Back to Serial Studio

Threading and Timing Guarantees

doc/help/Threading-and-Timing.md

4.0.112.4 KB
Original Source

Threading and Timing Guarantees

A short, honest description of what Serial Studio's hot path guarantees, what it doesn't, and why the threading model looks the way it does. If you're integrating Serial Studio into something time-sensitive or trying to figure out where to expect jitter, read this once.

TL;DR

  • Not a hard real-time system. Serial Studio is built on Qt's event loop. There are no scheduling deadlines, no jitter bounds, and no preemption guarantees. Don't run a flight controller through it.
  • Soft real-time, high throughput. The hot path targets 256 kHz+ frame rates with zero allocations and lock-free queues. In practice, modern desktop hardware sustains that comfortably.
  • Source-owned timestamps. Frames are time-stamped at the driver boundary, not at display or export. The dashboard you see and the CSV you export carry the same timestamp.
  • Threading is per-driver and intentional. Some drivers spawn their own threads; some lean on Qt's async I/O. Frame parsing happens on the main thread by design. Export and persistence happen off the main thread.

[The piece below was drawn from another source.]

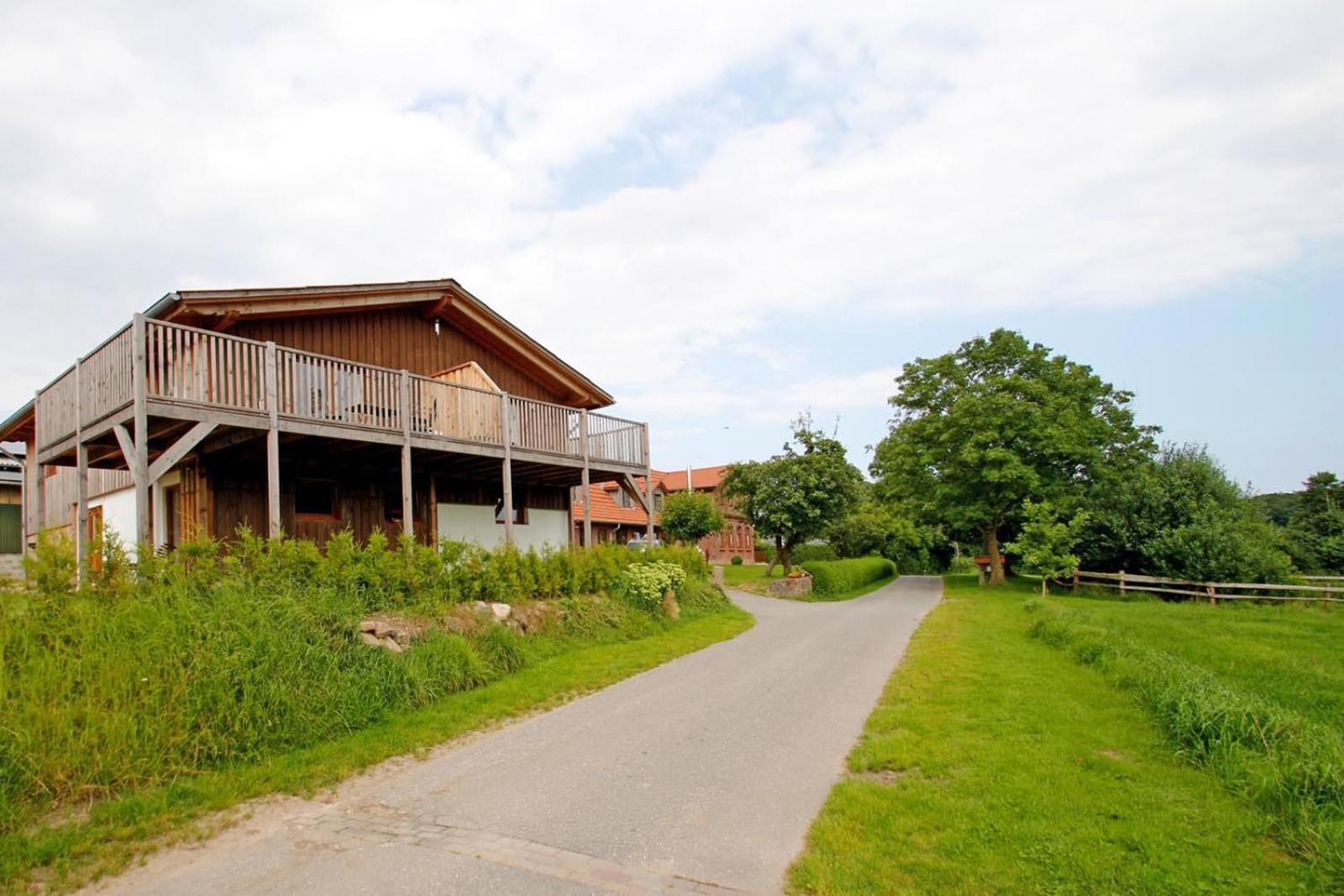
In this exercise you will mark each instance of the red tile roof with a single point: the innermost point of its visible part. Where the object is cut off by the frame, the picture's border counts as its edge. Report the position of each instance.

What is and isn't guaranteed

Guaranteed

  • Order preservation. Frames are delivered to consumers in the order the driver produced them. The hot path uses a single-producer/single-consumer ring (moodycamel::ReaderWriterQueue) that's FIFO by construction.
  • Source-derived timestamps. Every parsed frame carries a steady_clock timestamp set at acquisition. Dashboard, CSV, MDF4, API, gRPC, MQTT, and the session database all see the same instant for the same frame. No consumer re-stamps.
  • No frame loss in steady state. If your CPU can keep up with the producer, the queue stays drained and nothing is dropped. If it can't, you'll see [FrameReader] Frame queue full -- frame dropped in the log. That message is the canary; treat it as a real signal, not a warning.
  • Zero allocation on the hot path. No new, no make_shared, no QByteArray::append after init. Each TimestampedFramePtr comes from a fixed-size slot pool inside FrameBuilder and is shared (refcounted) across every consumer; the slot is recycled when the last consumer drops the pointer. The pool falls back to a one-shot make_shared and logs a single warning only if every slot is in flight at once, which means a downstream consumer is not draining.
  • Crash isolation across consumers. A slow MQTT publish or a failing CSV write won't block FrameBuilder or the dashboard. Each consumer has its own worker thread and its own queue.

Not guaranteed

  • Latency bounds. There is no upper bound on end-to-end latency from acquisition to dashboard. On an idle machine it's in the low milliseconds; on a loaded machine running a slow Lua transform, it can grow.
  • Jitter bounds. Frame-to-frame spacing on the dashboard is whatever Qt's event loop schedules that millisecond. The dashboard tick runs at the configurable UI refresh rate (default 60 Hz, adjustable from 1 to 240 Hz); widgets sample the latest frame on their tick.
  • Determinism on Windows. Windows' steady_clock resolution is roughly 15 ms. Two frames produced inside the same tick get the same timestamp at acquisition. Export workers break ties using a monotonic counter (monotonicFrameNs), but on the dashboard you'll see them collapse onto one visual sample.
  • Wall-clock accuracy. All timestamps are steady_clock, not system_clock. They're great for measuring durations and ordering events; they're not synchronized to NTP and don't help you correlate with external systems by absolute time.
  • Hard deadlines. Nothing in Serial Studio yields if a frame takes too long. A 50 ms transform on one frame just makes that frame take 50 ms; the next frame starts when this one ends.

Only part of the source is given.